I was raped twice while I was in my twenties.
During that same time period, I was also not raped thousands of times.
See if you can spot the difference.
The first time I was raped, was while I was in Cancun on spring break with my sorority sisters. I was very, very drunk in a crowded bar. I had lost track of my friends late one night, when the man I was dancing with led me by the arm, stumbling, out of the bar and onto the beach. I remember asking what was going on as I flopped down in the sand. He proceeded to lift up my dress and pull down my underwear. As he was having sex with me, I distinctly remember him asking me if I was on birth control. I answered no and he was really mad about it. He pulled out of me and came on my stomach. Then he left. He left me on the beach, in the dark, in Mexico, with sand up my private parts and cum running down my stomach. I remember getting myself up, walking back through the bar, still not seeing any of my friends, and taking the shuttle bus back to my hotel alone. I spent a full week on that vacation with my closest friends, and never told any of them what had happened to me. I believed all the blame was mine because I had been dancing drunk and lost track of my friends. I was embarrassed and ashamed.
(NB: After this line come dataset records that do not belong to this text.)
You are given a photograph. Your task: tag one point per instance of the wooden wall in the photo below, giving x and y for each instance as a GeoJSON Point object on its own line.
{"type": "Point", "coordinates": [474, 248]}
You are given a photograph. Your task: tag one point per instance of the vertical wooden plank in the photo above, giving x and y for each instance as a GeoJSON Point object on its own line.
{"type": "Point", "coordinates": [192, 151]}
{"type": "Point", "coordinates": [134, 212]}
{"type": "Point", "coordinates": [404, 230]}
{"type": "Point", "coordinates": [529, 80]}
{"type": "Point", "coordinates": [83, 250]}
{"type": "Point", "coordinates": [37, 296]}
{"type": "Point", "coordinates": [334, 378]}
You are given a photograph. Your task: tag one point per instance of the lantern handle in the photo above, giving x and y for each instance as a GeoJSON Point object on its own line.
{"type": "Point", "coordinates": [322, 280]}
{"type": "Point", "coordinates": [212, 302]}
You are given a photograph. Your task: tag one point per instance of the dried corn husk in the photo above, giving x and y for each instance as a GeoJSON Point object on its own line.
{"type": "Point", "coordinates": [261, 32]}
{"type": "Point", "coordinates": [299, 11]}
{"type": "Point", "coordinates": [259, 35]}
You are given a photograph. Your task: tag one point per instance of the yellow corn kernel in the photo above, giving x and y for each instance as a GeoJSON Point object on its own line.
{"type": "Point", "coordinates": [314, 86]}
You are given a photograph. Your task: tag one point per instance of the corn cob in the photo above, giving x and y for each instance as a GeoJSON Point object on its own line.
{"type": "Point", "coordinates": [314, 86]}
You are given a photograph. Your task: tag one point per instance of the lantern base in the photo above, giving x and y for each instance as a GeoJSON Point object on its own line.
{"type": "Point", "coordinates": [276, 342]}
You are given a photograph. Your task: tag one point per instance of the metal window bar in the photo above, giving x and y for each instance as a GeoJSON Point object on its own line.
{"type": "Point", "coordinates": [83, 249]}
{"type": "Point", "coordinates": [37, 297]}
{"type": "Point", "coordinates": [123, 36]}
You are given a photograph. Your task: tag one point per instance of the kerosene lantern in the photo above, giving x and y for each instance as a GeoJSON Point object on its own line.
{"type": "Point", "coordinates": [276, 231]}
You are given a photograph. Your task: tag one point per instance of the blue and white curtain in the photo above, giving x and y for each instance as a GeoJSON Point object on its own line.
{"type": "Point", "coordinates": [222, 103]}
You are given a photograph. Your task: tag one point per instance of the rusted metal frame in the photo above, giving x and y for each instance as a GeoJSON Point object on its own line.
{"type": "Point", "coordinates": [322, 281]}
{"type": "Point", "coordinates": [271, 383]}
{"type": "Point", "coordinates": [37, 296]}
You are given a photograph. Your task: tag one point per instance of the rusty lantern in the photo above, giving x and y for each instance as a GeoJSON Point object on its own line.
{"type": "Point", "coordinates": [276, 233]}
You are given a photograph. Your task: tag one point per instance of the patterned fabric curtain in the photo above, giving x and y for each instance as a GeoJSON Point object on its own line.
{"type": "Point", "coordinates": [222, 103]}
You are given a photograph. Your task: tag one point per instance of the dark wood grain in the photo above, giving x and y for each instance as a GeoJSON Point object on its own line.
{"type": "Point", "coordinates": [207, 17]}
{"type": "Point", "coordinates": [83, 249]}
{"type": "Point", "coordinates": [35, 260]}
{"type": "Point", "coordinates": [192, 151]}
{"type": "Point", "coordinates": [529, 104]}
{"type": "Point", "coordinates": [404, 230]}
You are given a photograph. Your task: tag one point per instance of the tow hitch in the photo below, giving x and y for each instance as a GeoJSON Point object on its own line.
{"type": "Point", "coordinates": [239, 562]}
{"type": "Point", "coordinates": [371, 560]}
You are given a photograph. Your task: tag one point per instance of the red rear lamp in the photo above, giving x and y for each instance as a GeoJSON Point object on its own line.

The second time I was raped, I was also on vacation with a girlfriend, drinking and dancing in crowded nightclub. I remember this guy, who told me he was a Miami cop, started dancing with me and I couldn’t get away from him—there were so many people—I was trapped. He held me close to him as he danced, groped me, and fingered me. Eventually I worked my way out of the club, leaving my girlfriend behind in desperation to escape. The guy followed me out and hailed a taxi saying it was for me, as I could barely walk from intoxication. I got in the taxi and told the driver the name of my hotel, when suddenly the guy got in next to me. The taxi dropped us both off at my hotel. The most vivid memory I have is walking into the hotel lobby and looking at the front desk employee thinking “Stop this! Stop him! I don’t want this! Make him leave me alone!” But the words never came out. I was too inebriated to even speak, let alone consent to anything that was happening. The guy followed me to my room, fished my key out of my purse, and had sex with me as I laid semi-conscience on the bed. Then he left. The next morning I woke up, filled with guilt and shame. I never told my girlfriend, or anyone for that matter, until now.
One time I wasn’t raped, was during “welcome week” at Michigan State University. The entire point of “welcome week” was to get as drunk as possible and party all week before classes started. I remember going to a house party and getting so drunk that I passed out in a driveway. The next thing I remember was being lifted up and carried back to my dorm room by a boy I knew from high school. He got me safely home, tucked me into my bed, and that’s it. He didn’t rape me.
Another time I wasn’t raped was at a fraternity party. I think it was one of those “progressive” drinking parties where the boys take the girls room by room thru the frat house to drink different drinks in each bedroom. I got to the point of falling down drunk, when one of the fraternity boys (whom I didn’t know) took me into his bedroom and put me to bed. He stayed in the room too, yet I slept there all night, untouched. I vividly remember walking back to my apartment the next morning thinking how lucky I was that he hadn’t raped me.
I also wasn’t raped on my 21st birthday, even though I had done the traditional 21 shots to celebrate and spent the entire day and night in a bar. I was publicly intoxicated, surrounded by young men, yet not raped even once.
I wasn’t raped at all the year I lived alone in Atlanta, Georgia. Even though I went out every weekend to dance and drink with girlfriends. Even though I spent countless evenings alone with my young, single, male boss who had also moved to Atlanta with the same ad agency. Never once did he do anything inappropriate. He’s a hero in my mind because he never raped me.
I could go on, but I’m hoping you see my point. Not that binge drinking was a huge issue in my twenties, the other point…NOT ALL MEN RAPE. If I’m the same in each instance: female, drunk, unsupervised, in no state to consent to anything, then the guys are the variable. My being publicly intoxicated is not an open invitation to rape me. All men have impulse control. I’ll repeat that for those in the back: ALL MEN HAVE IMPULSE CONTROL. They make the choice to either rape us, or not to.
Perhaps the choice to rape at all would be completely eliminated if penalties for rape were more stringent and unilaterally enforced in this country. Perhaps if young boys worried about going to jail or, say, losing a seat on the Supreme Court they wouldn’t consider rape an option at all.
Special thanks to my neighbor and fellow school-mom Dr. Christine Blasey Ford for showing me that speaking out is always the right thing to do. Her example of courage will outlive all politicians and their agendas. She is a beacon of light that will burn for all future generations of women.
2 thoughts on “To Rape or Not To Rape”
Well done, you, for writing this. I am sure that was hard. None of this was your fault, as you know. I, too, was raped, as an innocent child. This Kavanaugh situation has distressed me more than words can say ❤️
Thank you for sharing. I am sorry for your assault too. We are all in this together and we WILL prevail!